Below is the list of egregious practices and products that have been reported recently that the CFPB will oversee:

  • Unfair Bank Overdraft Loans:  Despite a new Federal Reserve requirement that banks get consumers to consent to paying for debit card overdrafts, only the FDIC has issued comprehensive guidelines for bank overdraft programs at the banks it supervises. Banks continue to charge steep and multiple fees for overdraft loans, require immediate repayment, and take payment first out of the account holder’s next pay deposit before other debits are paid.  Some banks also continue to manipulate the order in which they pay debits so that they can increase overdrafts and the fees that consumers must pay.  The CFPB can enact comprehensive reforms, prohibit payment order manipulation and ensure that banks provide information that allows consumers to make the most appropriate choices when considering overdraft options.
  • Plentiful Fees and Few Protections for Pre-paid Cards:  Prepaid debit cards are becoming substitutes for bank accounts, but come with a dizzying array of fees and with fewer protections than consumers get with other forms of plastic.  As the federal government goes “paperless” on payments to Social Security and other recipients, it is increasingly important that prepaid cards come with first-class protections, redress rights, and easy-to-compare terms and fees.  The CFPB can ensure that fees are simple and transparent and that prepaid cards are covered by the same consumer protections that apply to bank account debit cards.
  • Robo-signing Foreclosure Scandal:  To speed up foreclosures, mortgage servicing companies hired “robo-signers” to sign off on thousands of foreclosure documents every day, without ever checking on the legitimacy of the foreclosure, as they are required by law to do.  The CFPB can write and enforce rules to ensure that mortgage servicing companies follow legal procedures when foreclosing on a home.
  • Subprime Credit Cards with High Fees and Interest Rates:  According to the credit-card comparison site, CardHub.com, the number of credit card solicitations sent to subprime borrowers (those with FICO credit scores between 620 and 660) has increased by up to 300 percent since June.  The average interest rate on these cards is about 20 percent.  Nearly all of these cards come with an average annual fee of $39 according to CardHub.com.  The CFPB can ensure that issuers do not exceed allowable federal limits on subprime card fees and provide transparency in the marketplace so that consumers know what they are getting into when they get a card offer like this.   
  • Wrongful Foreclosures on Our Troops:  J.P. Morgan Chase disclosed that they have foreclosed on 14 active-duty military families and overcharged 4,000 others in wrongful fees or improper interest rates.  Yet under the Service Members Civil Relief Act, the interest rate for many activeduty military families cannot exceed 6 percent, and active duty service members are not subject to home foreclosure.  The CFPB’s oversight of bank lending practices can stop these practices in their tracks. 

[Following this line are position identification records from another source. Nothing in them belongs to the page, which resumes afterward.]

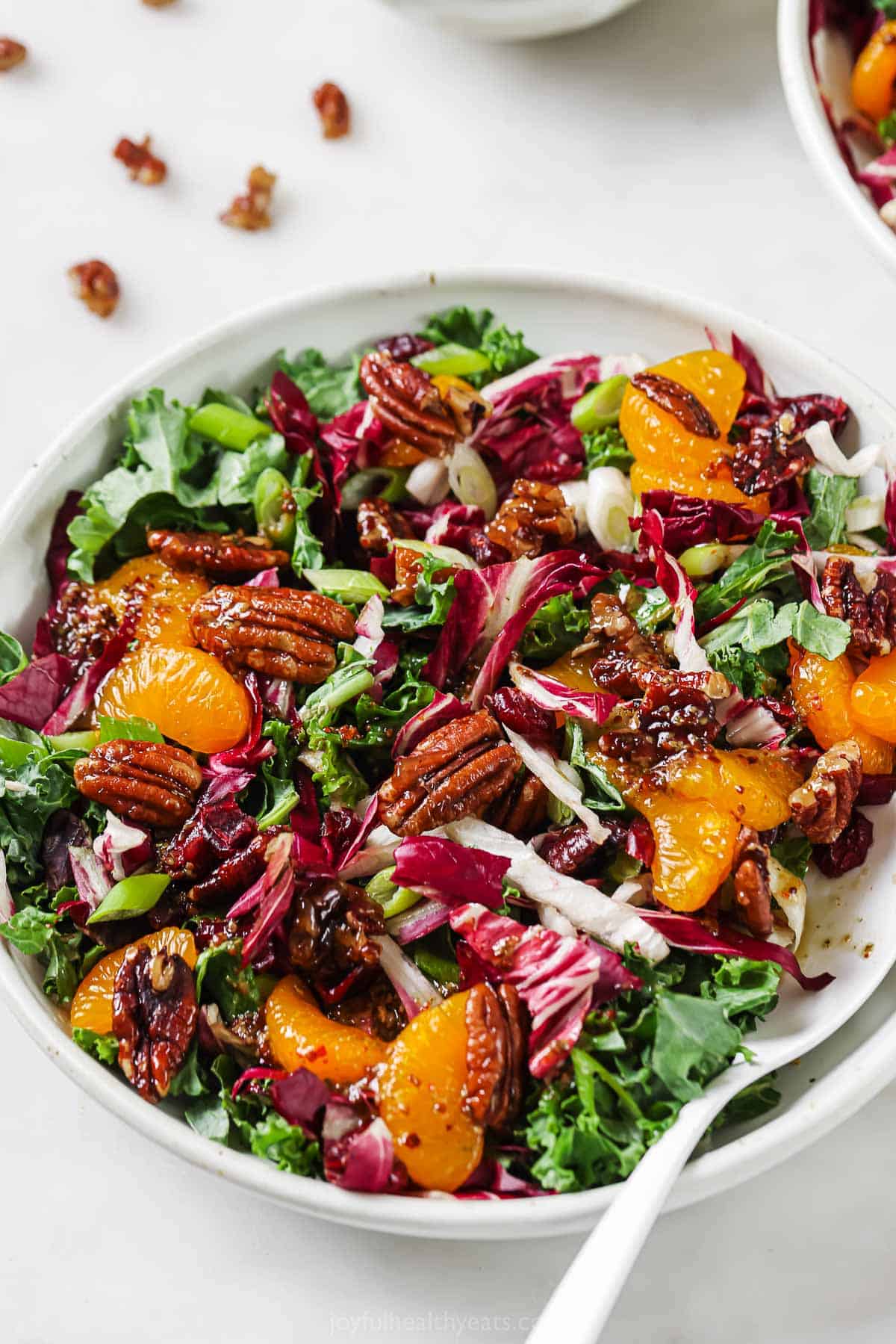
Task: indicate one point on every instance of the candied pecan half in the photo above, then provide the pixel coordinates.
(677, 401)
(455, 772)
(824, 804)
(140, 161)
(144, 781)
(869, 616)
(379, 524)
(220, 849)
(96, 285)
(81, 624)
(332, 930)
(153, 1015)
(210, 553)
(532, 515)
(280, 632)
(750, 876)
(676, 716)
(252, 211)
(773, 454)
(494, 1056)
(11, 53)
(408, 402)
(523, 809)
(332, 107)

  • Internet Payday Lending:  Internet payday lenders are marketing loans online at rates and terms that mire cash-strapped consumers in repeat borrowing at extremely high rates.  Finance charges to borrow $100 range from $15 (390% APR) to $30 (780% APR). Many of these loans are repeatedly “flipped” because consumers can’t afford to pay them off over the week to twoweek period of the loan. Internet payday lenders often attempt to bypass state usury laws, licensing requirements and consumer protections by locating offshore, by locating in states with weak laws or by claiming affiliation with Native American tribes.  Electronic payday loans exploit a loophole in federal law that must be closed to safeguard borrowers’ bank accounts.  The CFPB can provide much-needed federal oversight of these lenders and work with states to ensure that lenders do not skirt state laws.